# bindings for lib tech travis rice 164



## 509-pow (Feb 22, 2011)

hey guys sorry for another thread about bindings but i have no idea what works with my 2010 lib tech trice. idk anything about bindings. i ride everything, but mostly tress and grooms but i hit the park maybe about 15% of the time. the bord isnt very flexeble at all if that helps. im wanting bindings with the strap at goes over the front of my boots. i wear size 12 but the boots are pretty light. also trying to keep it under 200, thanks
o and iv been rideing some cheap mission six bindings from big 5 for the last years with no problems about 21 days.


----------



## JimbolinoSWE (Nov 13, 2011)

I have the Lib tech Travis Rice pro 164,5 and I ride it with Burton Cartel bindings... which seems to be most common combination for this board. 
The Burton Cartels have a stiffness 7/10 on the Burton scale, but compared with other brands it seems it isn´t that stiff. A nice pairing with the board for what you use it for imo. 
But it breaks the 200 barrier with a few bucks.


----------



## 509-pow (Feb 22, 2011)

thanks, just took a look at them and they look really nice. ill be going to my local shop this week to look at some and ill for sure look at these. 
on a side not how do u like the trice. i just bought this one from a guy on here for 250. i have yet to ride it or a lib tech board in general. thanks agian.


----------



## onji (Jan 28, 2011)

I'm riding the 2011-2012 Cartels on my 2010-2011 T.Rice, they're great together


----------



## KnoxBoarderX (Aug 26, 2011)

Travis Rice rides the burton cartel bindings, that should say something.


----------



## Brandonb91290 (Nov 7, 2011)

x3 for the cartels


----------



## 509-pow (Feb 22, 2011)

Bad news guys. They were sold out of cartels and I didn't wanna wait a week. So I got the second best burton mission. So what I thing? Or should I return and get cartels.


----------



## songa (Oct 8, 2010)

i rode a 2011 t rice with 2011 rome targas. matching color, but more importantly they are meant for similar types of riding so they work great as a pair. im selling my barely used 2011 targas in L/XL for $170 shipped:

http://www.snowboardingforum.com/buy-sell-snowboard-equipment/43483-fs-2011-lib-tech-t-rice.html


let me know if that interests u! like i said theyre a great fit for a t rice, im sure ull love em.

peace!


----------



## DrnknZag (Feb 7, 2010)

509-pow said:


> Bad news guys. They were sold out of cartels and I didn't wanna wait a week. So I got the second best burton mission. So what I thing? Or should I return and get cartels.

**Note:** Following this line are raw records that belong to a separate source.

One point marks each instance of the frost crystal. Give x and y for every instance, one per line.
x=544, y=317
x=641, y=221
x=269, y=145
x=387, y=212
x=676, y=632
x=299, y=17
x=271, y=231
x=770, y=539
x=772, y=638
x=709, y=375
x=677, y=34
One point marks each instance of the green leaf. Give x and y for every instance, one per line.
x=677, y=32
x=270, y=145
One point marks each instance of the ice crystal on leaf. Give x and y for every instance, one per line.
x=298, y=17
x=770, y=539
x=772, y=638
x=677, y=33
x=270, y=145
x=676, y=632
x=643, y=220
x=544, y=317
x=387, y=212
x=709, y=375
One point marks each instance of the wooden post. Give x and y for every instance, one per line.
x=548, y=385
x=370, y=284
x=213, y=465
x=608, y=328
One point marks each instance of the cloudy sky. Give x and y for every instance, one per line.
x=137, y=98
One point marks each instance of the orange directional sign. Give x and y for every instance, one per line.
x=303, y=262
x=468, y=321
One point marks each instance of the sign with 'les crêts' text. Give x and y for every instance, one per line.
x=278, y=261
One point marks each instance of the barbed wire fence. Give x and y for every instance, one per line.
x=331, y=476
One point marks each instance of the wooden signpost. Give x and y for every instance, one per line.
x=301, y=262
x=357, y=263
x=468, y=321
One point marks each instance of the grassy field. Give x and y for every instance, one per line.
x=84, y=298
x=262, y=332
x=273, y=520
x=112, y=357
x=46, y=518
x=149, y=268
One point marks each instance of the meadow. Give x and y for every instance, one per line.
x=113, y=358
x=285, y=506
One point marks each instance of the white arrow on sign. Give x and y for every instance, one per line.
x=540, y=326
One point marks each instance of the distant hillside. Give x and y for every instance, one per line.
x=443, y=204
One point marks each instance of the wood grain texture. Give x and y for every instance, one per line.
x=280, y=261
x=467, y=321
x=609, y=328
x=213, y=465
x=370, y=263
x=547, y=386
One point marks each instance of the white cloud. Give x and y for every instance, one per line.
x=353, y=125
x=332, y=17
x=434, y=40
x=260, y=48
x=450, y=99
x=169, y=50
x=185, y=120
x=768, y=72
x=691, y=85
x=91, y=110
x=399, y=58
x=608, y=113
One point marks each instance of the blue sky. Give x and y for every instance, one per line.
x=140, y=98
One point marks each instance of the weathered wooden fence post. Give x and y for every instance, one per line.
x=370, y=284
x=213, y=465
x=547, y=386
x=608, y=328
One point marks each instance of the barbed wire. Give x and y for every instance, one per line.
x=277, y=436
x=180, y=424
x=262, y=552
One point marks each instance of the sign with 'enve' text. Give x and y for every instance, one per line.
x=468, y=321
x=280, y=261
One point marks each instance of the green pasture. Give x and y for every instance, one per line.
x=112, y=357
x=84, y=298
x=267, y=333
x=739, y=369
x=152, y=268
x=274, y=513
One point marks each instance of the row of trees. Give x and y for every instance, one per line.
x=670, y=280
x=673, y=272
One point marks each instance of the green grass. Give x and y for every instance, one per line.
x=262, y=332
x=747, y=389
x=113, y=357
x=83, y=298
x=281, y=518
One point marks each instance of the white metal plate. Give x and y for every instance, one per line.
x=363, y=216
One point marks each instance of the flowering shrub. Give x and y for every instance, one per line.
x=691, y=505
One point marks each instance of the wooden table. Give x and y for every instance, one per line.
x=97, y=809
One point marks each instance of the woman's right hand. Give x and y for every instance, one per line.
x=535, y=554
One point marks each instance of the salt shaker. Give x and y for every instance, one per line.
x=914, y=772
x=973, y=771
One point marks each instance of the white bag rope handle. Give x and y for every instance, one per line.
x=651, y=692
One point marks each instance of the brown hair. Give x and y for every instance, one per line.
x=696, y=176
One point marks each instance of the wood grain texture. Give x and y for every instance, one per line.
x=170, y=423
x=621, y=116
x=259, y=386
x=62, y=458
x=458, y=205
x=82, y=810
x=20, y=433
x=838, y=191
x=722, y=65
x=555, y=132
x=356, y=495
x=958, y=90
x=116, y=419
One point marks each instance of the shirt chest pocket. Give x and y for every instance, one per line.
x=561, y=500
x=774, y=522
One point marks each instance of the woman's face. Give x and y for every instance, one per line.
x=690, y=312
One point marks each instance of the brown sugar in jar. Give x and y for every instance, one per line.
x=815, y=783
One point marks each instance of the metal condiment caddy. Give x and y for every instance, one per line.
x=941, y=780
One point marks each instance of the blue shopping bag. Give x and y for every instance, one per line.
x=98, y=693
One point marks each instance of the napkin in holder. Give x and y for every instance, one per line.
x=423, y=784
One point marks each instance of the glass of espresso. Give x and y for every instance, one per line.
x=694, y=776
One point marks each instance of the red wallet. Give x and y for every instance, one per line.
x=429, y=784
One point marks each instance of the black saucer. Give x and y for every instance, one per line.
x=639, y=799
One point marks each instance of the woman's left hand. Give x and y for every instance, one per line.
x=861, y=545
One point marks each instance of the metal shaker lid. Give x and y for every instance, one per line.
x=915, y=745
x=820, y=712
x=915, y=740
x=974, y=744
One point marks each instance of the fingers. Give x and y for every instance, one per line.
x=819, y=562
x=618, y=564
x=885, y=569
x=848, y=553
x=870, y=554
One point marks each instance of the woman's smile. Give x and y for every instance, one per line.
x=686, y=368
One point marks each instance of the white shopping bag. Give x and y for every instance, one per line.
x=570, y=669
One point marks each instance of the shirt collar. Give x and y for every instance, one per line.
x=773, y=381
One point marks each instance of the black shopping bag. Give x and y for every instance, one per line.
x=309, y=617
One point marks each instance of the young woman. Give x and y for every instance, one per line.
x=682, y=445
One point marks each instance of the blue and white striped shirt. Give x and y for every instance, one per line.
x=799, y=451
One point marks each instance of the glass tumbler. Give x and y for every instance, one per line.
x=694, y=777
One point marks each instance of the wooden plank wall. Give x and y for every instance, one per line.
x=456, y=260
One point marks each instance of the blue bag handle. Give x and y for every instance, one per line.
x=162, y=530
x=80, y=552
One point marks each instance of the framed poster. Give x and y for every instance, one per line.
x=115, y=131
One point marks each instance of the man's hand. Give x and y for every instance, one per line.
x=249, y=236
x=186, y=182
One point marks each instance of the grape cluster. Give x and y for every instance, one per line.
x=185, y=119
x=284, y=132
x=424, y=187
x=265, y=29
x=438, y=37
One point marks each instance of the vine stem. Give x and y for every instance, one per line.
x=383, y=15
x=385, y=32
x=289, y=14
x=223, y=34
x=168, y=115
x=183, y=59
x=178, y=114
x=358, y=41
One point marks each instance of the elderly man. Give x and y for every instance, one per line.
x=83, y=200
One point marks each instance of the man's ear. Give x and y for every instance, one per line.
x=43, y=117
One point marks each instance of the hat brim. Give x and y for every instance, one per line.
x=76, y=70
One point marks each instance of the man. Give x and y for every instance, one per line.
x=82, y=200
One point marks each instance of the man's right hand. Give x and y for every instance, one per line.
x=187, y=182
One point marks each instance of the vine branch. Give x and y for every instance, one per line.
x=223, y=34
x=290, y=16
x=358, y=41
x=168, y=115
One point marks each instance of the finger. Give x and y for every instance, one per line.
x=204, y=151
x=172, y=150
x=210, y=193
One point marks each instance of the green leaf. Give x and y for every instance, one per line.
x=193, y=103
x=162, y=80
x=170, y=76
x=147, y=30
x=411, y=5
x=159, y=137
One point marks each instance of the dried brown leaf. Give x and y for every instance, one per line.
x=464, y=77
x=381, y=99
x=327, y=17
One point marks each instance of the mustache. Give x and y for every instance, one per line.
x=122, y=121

IMO the Missions are one of the worst pair of bindings I've ever ridden in my entire life.

I'd recommend Ride Capo, Rome Targa, Burton Cartel, or Flux SF45 among others.

BTW, 509 area code, right? So you're on the east side of the state? Where do you ride?


----------



## 509-pow (Feb 22, 2011)

They seem very havey. Should o return and give 30 more for the cartels? I have a season pass at bluewood but I also ride at white pass.


----------



## Hodgepodge (Dec 9, 2010)

if you plan on returning them, check out the rome 390 bosses. I have last years rome 390 bosses on mine (see my avatar). they're grrrrrreat! and you can definitely find them on sale for less than 200


----------



## DrnknZag (Feb 7, 2010)

The Cartels are definitely worth the extra cash.

Man, I've never heard of Bluewood before! I live in the Seattle area and ride Stevens, but spent a few years in Spokane for college riding Schweitzer and Mt Spokane.


----------



## 509-pow (Feb 22, 2011)

ya bluewood is very small 2 lifts. but the pow is great and very close to my house, plus the season pass is 331 any day any time. its owned by a family that lives in my city, tri city. ya i wanna go to stevens for sure this years.

but about the bindings.

























went ahead and got the cartel but not the black ones i wanted but these look good to and feel way more light and better.
$30 more.


----------



## onji (Jan 28, 2011)

I agree with DrnknZag

Cartels, Targas & SF45s should all pair well with this deck. I basically bought the Cartels because that was the set of bindings on the list that first became stocked in my local shop.. and I didn't want to miss a ride day on account of not having bindings.


----------



## JimbolinoSWE (Nov 13, 2011)

509-pow... looks really good! Think you will be happy with your choice! Congrats!


----------



## GorgeDad (Jan 24, 2011)

Notwithstanding your stated desire to have a toe strap, I'll just throw in my two cents from out in left field. I ride the T. Rice Pro with Flow NXT-FSEs and its the best set-up i've ever had. If you want a stiffer Flow option, it'd be the NXT-FRX. Comfort is unparalleled and only purported shortcoming of Flows that i'd confirm is that they're a tiny bit soft heel to toe and so not optimal for Park riding - which doesn't look like an issue for you since you ride, like me, a limited amount in the park.


----------



## 509-pow (Feb 22, 2011)

I have a pair a flows. They are a bit older. But the clip in the back started to get lose and uncliping by its self. Idk about the new ones never rode them.


----------



## GorgeDad (Jan 24, 2011)

For what its worth: I did quite a bit of research, much of it here in the forum (which i'm sure you can also find with searches) and it would appear Flow pretty significantly upgraded the quality of their bindings in the last few years, particularly the higher end ones. So previous issues may not be issues any more. I ride often and pretty hard and have had no breakage (though they're not real old yet, obviously.)


----------



## danm (Jan 16, 2010)

GorgeDad said:


> Notwithstanding your stated desire to have a toe strap, I'll just throw in my two cents from out in left field. I ride the T. Rice Pro with Flow NXT-FSEs and its the best set-up i've ever had. If you want a stiffer Flow option, it'd be the NXT-FRX. Comfort is unparalleled and only purported shortcoming of Flows that i'd confirm is that they're a tiny bit soft heel to toe and so not optimal for Park riding - which doesn't look like an issue for you since you ride, like me, a limited amount in the park.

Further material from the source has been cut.